Hybrid quantum computation gate with trapped ion system

TL;DR

This paper demonstrates a hybrid quantum gate using trapped ions that combines discrete and continuous variables, enabling advanced quantum operations like state overlap measurement and NOON state generation.

Contribution

The authors realize a nonlinear hybrid quantum gate with trapped ions, integrating discrete internal states and motional modes for universal quantum computing.

Findings

Successfully implemented a conditional beam splitter Hamiltonian gate

Demonstrated quantum state overlap and parity measurements

Generated NOON states using the hybrid gate

Abstract

The hybrid approach to quantum computation simultaneously utilizes both discrete and continuous variables which offers the advantage of higher density encoding and processing powers for the same physical resources.

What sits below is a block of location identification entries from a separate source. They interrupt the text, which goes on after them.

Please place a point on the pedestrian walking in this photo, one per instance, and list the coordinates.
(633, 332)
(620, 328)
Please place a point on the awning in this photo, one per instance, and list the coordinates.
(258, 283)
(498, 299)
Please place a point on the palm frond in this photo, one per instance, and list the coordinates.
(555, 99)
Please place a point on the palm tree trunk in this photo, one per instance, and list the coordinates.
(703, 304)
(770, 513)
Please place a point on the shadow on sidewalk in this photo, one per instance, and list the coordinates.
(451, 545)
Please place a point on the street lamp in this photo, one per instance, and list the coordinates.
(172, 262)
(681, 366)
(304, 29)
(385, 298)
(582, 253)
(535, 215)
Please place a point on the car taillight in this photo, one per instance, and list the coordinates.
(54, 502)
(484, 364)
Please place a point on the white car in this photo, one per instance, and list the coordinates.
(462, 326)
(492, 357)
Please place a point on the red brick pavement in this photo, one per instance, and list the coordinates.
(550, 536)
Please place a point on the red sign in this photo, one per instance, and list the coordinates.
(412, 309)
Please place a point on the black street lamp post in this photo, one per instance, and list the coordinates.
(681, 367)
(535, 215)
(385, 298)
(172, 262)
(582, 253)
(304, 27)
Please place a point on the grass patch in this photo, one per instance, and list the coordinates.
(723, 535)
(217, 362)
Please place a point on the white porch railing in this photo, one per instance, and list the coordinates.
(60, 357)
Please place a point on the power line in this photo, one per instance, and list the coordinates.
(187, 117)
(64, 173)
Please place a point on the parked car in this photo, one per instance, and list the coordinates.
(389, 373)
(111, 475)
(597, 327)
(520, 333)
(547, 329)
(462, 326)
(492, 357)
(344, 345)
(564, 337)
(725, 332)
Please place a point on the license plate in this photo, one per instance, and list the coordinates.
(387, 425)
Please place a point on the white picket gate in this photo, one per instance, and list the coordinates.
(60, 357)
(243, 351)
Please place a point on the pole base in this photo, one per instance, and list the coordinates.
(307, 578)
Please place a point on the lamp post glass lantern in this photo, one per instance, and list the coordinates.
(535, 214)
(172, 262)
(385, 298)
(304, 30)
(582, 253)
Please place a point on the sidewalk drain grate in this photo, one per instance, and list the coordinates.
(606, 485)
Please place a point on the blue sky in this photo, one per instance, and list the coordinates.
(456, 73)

Trapped ions, with discrete internal states and motional modes which can be described by continuous variables in an infinite dimensional Hilbert space, offer a natural platform for this approach. A nonlinear gate for universal quantum computing can be implemented with the conditional beam splitter Hamiltonian $|e\rangle \langle e| ( a^{\dagger} b + a b^{\dagger})$ that swaps the quantum states of two motional modes, depending on the ion's internal state. We realize such a gate and demonstrate its applications for quantum state overlap measurements, single-shot parity measurement, and generation of NOON states.